« Des spectres hantent l’Europe » : Les fantômes d’Idomeni

Des spectres hantent l’Europe montre le quotidien d’un camp de migrants en Grèce.

Malika Butzbach  • 16 mai 2018 abonné·es

Et si, au cinéma, l’immigration était représentée non plus par des destins individuels, mais par des groupes indifférenciés ? C’est le projet du documentaire Des spectres hantent l’Europe, de l’écrivaine Niki Giannari et de la réalisatrice Maria Kourkouta. Poser deux caméras dans le camp d’Idomeni après la fermeture de la frontière entre la Grèce et la Macédoine, et filmer la vie des 15 000 migrants qui voient se fermer la route des Balkans. On ignore tout d’eux : leur histoire, le récit de leur exil et jusqu’à leur nationalité.

Les longs plans des pieds dans les files d’attente, où se mélangent sandalettes d’enfants et bottes boueuses, cet homme qui lance à un autre « Donne-moi 1 % d’espoir ! », les cris « Open the border » qui ponctuent le film… Toutes ces images évoquent le quotidien à Idomeni, dont le nom est davantage rattaché à un enjeu géopolitique européen qu’aux destins des exilés. Ceux qui se révoltent et décident de bloquer les voies des trains de marchandises.

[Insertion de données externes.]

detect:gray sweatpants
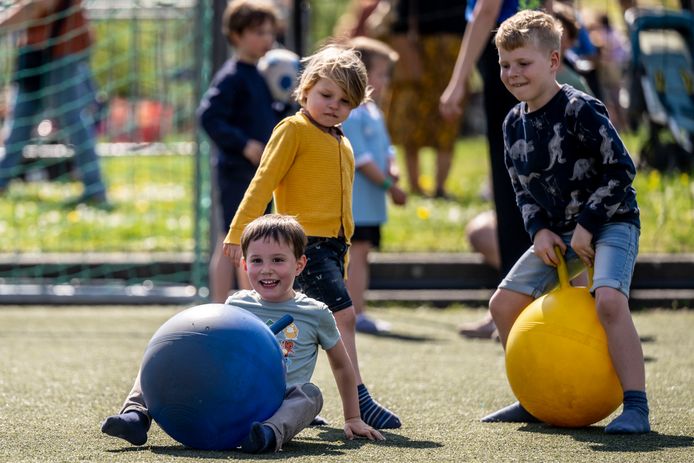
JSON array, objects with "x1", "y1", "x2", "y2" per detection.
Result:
[{"x1": 120, "y1": 373, "x2": 323, "y2": 451}]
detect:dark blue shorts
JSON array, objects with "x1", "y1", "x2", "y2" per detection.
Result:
[
  {"x1": 352, "y1": 225, "x2": 381, "y2": 249},
  {"x1": 296, "y1": 236, "x2": 352, "y2": 312}
]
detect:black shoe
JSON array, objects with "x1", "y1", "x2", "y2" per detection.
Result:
[
  {"x1": 480, "y1": 402, "x2": 540, "y2": 423},
  {"x1": 241, "y1": 421, "x2": 277, "y2": 453}
]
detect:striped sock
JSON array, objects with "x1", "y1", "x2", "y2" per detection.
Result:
[{"x1": 357, "y1": 384, "x2": 401, "y2": 429}]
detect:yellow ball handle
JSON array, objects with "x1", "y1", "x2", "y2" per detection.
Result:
[{"x1": 554, "y1": 246, "x2": 594, "y2": 289}]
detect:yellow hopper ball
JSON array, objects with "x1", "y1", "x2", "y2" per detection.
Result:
[{"x1": 506, "y1": 249, "x2": 623, "y2": 428}]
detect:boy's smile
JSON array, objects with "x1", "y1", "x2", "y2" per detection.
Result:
[
  {"x1": 499, "y1": 45, "x2": 560, "y2": 112},
  {"x1": 243, "y1": 239, "x2": 306, "y2": 302}
]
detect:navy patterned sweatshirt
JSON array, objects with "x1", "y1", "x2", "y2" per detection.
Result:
[{"x1": 503, "y1": 85, "x2": 640, "y2": 239}]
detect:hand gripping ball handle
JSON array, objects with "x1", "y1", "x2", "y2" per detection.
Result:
[
  {"x1": 554, "y1": 246, "x2": 594, "y2": 289},
  {"x1": 270, "y1": 314, "x2": 294, "y2": 334}
]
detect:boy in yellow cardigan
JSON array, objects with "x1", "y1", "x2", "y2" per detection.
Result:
[{"x1": 224, "y1": 45, "x2": 400, "y2": 429}]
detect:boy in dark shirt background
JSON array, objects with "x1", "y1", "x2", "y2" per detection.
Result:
[{"x1": 198, "y1": 0, "x2": 282, "y2": 303}]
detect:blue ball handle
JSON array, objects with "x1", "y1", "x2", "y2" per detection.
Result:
[{"x1": 270, "y1": 314, "x2": 294, "y2": 334}]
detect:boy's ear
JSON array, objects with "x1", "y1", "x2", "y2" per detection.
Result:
[
  {"x1": 549, "y1": 50, "x2": 561, "y2": 71},
  {"x1": 296, "y1": 255, "x2": 306, "y2": 276},
  {"x1": 228, "y1": 32, "x2": 240, "y2": 47}
]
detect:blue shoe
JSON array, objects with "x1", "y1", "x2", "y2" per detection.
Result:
[{"x1": 241, "y1": 421, "x2": 277, "y2": 453}]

Le documentaire n’en montre pas moins la complexité de la question, à travers de nombreux débats entre les Grecs et les habitants du camp. Les uns, malgré le contexte économique difficile de leur pays, nourrissent, soignent et proposent l’asile aux autres, qui, eux, n’ont qu’une idée, qu’un mot à la bouche : Allemagne.

Comment mieux rendre compte de l’hypocrisie européenne, qui laisse aux pays d’arrivée la charge de s’occuper des migrants, que par ces images ? La dernière partie du film réussit là où de nombreux médias ont échoué : prendre de la hauteur. Tournées avec une caméra argentique de 16 mm, en noir et blanc, les images d’Idomeni se mêlent à celles de la « jungle » de Calais, du ghetto de Varsovie et des prisons turques. Un recul historique nécessaire lorsqu’il est question de la fameuse « crise migratoire » que connaît l’Europe.

Des spectres hantent l’Europe, Niki Giannari et Maria Kourkouta, 1 h 30.